Logo Bloomberg Technoz

Bloomberg Technoz, Jakarta - Direktur Utama PT Garuda Indonesia (GIAA) Tbk Irfan Setiaputra mengaku belum lama ini bertemu dengan Menteri Koordinator Bidang Kemaritiman dan Investasi (Menko Marves) Luhut Binsar Pandjaitan terkait dengan pembahasan upaya penurunan harga tiket pesawat yang akan dilakukan melalui berbagai langkah efisiensi industri penerbangan.

Dalam pertemuan tersebut, Irfan menjelaskan kepada Luhut pentingnya melihat komponen-komponen lain yang memengaruhi harga tiket.

"Akan tetapi, kemudian [dalam pertemuan itu] saya yang ditanyain, saya sampaikan di balik harga tiket ada komponen lain, tolong juga dilihat. Kedua, ada ngomong soal efisiensi, oh monggo saya cuma menjelaskan sedikit efisiensi yang sudah kita lakukan, tetapi kalo itu dilihat kurang, ya monggo tolong bantu kita dilihat," jelas Irfan kepada Bloomberg Technoz, dikutip Jumat (12/7/2024).

Ilustrasi Garuda Indonesia dan Citilink. (Dimas Ardian/Bloomberg)

Irfan kembali menggarisbawahi bahwa Garuda Indonesia telah melakukan berbagai langkah efisiensi sendiri, termasuk dengan memensiunkan dini sekitar 5.000 karyawan dalam beberapa tahun terakhir. Bahkan, dia juga menyorotoi kenaikan biaya operasional lainnya akibat inflasi.

"Di inflasi itu kan adalah ke kenaikan gaji karyawan, salah satunya. [Tarif untuk sektor] yang lain-lain boleh naik; listrik boleh naik, tol bisa naik, kita [tarif batas atas/TBA maskapai] enggak pernah naik. Sudah 5 tahun loh kita enggak naik, padahal komponen dasarnya semua udah naik," ujarnya.

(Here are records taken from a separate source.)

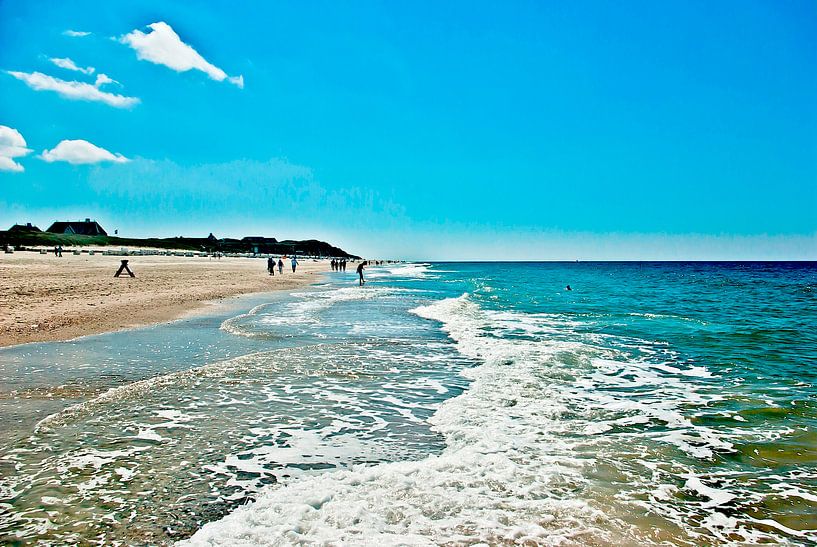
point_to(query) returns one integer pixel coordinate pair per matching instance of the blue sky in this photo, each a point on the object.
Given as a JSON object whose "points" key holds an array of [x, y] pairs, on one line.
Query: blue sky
{"points": [[422, 130]]}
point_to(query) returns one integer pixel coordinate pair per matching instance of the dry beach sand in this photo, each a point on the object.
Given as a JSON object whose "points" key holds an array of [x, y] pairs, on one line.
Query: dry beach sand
{"points": [[43, 297]]}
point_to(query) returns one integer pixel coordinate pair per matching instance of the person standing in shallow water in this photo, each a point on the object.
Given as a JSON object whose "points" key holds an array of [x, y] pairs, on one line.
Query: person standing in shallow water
{"points": [[360, 273]]}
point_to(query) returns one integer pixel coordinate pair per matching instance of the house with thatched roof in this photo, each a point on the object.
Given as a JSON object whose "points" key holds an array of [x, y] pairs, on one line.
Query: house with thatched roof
{"points": [[27, 227], [85, 228]]}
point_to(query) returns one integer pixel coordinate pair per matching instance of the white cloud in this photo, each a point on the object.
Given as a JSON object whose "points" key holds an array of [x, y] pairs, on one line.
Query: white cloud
{"points": [[163, 46], [79, 151], [68, 64], [102, 79], [73, 90], [12, 145]]}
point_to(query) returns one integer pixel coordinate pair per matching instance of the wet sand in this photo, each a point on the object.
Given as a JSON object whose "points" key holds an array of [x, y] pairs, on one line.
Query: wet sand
{"points": [[45, 298]]}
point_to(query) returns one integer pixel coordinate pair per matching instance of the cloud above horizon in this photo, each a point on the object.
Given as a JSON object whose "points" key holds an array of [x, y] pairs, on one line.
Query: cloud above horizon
{"points": [[80, 152], [73, 90], [12, 145], [162, 46], [69, 64]]}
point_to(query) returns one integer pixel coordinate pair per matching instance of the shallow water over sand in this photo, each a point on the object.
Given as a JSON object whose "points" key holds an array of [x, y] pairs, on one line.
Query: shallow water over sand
{"points": [[445, 403]]}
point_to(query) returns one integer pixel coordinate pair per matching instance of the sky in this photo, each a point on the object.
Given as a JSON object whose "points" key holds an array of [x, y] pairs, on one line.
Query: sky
{"points": [[519, 130]]}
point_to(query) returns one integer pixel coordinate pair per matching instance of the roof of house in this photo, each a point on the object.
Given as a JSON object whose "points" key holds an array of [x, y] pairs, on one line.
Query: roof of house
{"points": [[87, 227], [27, 227]]}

Dengan demikian, Irfan menekankan pentingnya untuk tidak mengaitkan langsung antara kebijakan tarif batas atas (TBA) maskapai penerbangan komersial dengan harga tiket pesawat.

"Permintaan kita sederhana, tolong di-review deh. Kita tahu posisinya, tetapi kan kemudian jangan dikaitkan TBA sama tiket," jelasnya.

Diberitakan sebelumnya, Menko Marves Luhut memaparkan salah satu evaluasi yang akan dilakukannya sebagai langkah untuk untuk efisiensi penerbangan dan penurunan harga tiket pesawat yakni, evaluasi operasi biaya pesawat dengan mempertimbangkan cost per block hour (CBH).

"CBH yang merupakan komponen biaya operasi pesawat terbesar, perlu diidentifikasi perincian pembentukannya. Kita juga merumuskan strategi untuk mengurangi nilai CBH tersebut, berdasarkan jenis pesawat dan layanan penerbangan," jelas Luhut dalam keterangannya di akun Instagramnya @luhut.pandjaitan.

Selain itu, Luhut mengatakan mekanisme pengenaan tarif berdasarkan sektor rute juga akan menjadi bahan pertimbangan pemerintah.

Apalagi, pengaturan ini berdampak pada pengenaan dua kali tarif pajak pertambahan nilai (PPN), iuran wajib jasa raharja (IWJR), dan passenger service charge (PSC) bagi penumpang yang melakukan transfer atau ganti pesawat.

Untuk itu, mekanisme perhitungan tarif perlu disesuaikan berdasarkan biaya operasional maskapai per jam terbang, yang diharapkan dapat mengurangi beban biaya pada tiket penerbangan.

Di sisi lain, Luhut menekankan pentingnya evaluasi peran kargo terhadap pendapatan perusahaan penerbangan, yang seringkali luput dari perhatian, yang bisa menjadi pertimbangan dalam menentukan harga TBA maskapai.

Pemerintah, jelasnya, juga akan mengkaji peluang insentif pajak pertambahan nilai ditanggung pemerintah (PPN DTP) untuk beberapa destinasi prioritas.

Pemerintah bahkan juga berencana untuk mengakselerasi kebijakan pembebasan bea masuk dan pembukaan lartas barang impor tertentu yang diperlukan untuk kebutuhan penerbangan, mengingat porsi perawatan pesawat mencapai 16% dari keseluruhan biaya setelah avtur.

"Terhitung sejak rapat ini dilakukan, seluruh langkah tersebut di atas selanjutnya akan dikomandoi langsung oleh Komite Supervisi Harga Tiket Angkutan Penerbangan Nasional. Mereka akan mengevaluasi secara detail harga tiket pesawat setiap bulannya," pungkas Luhut.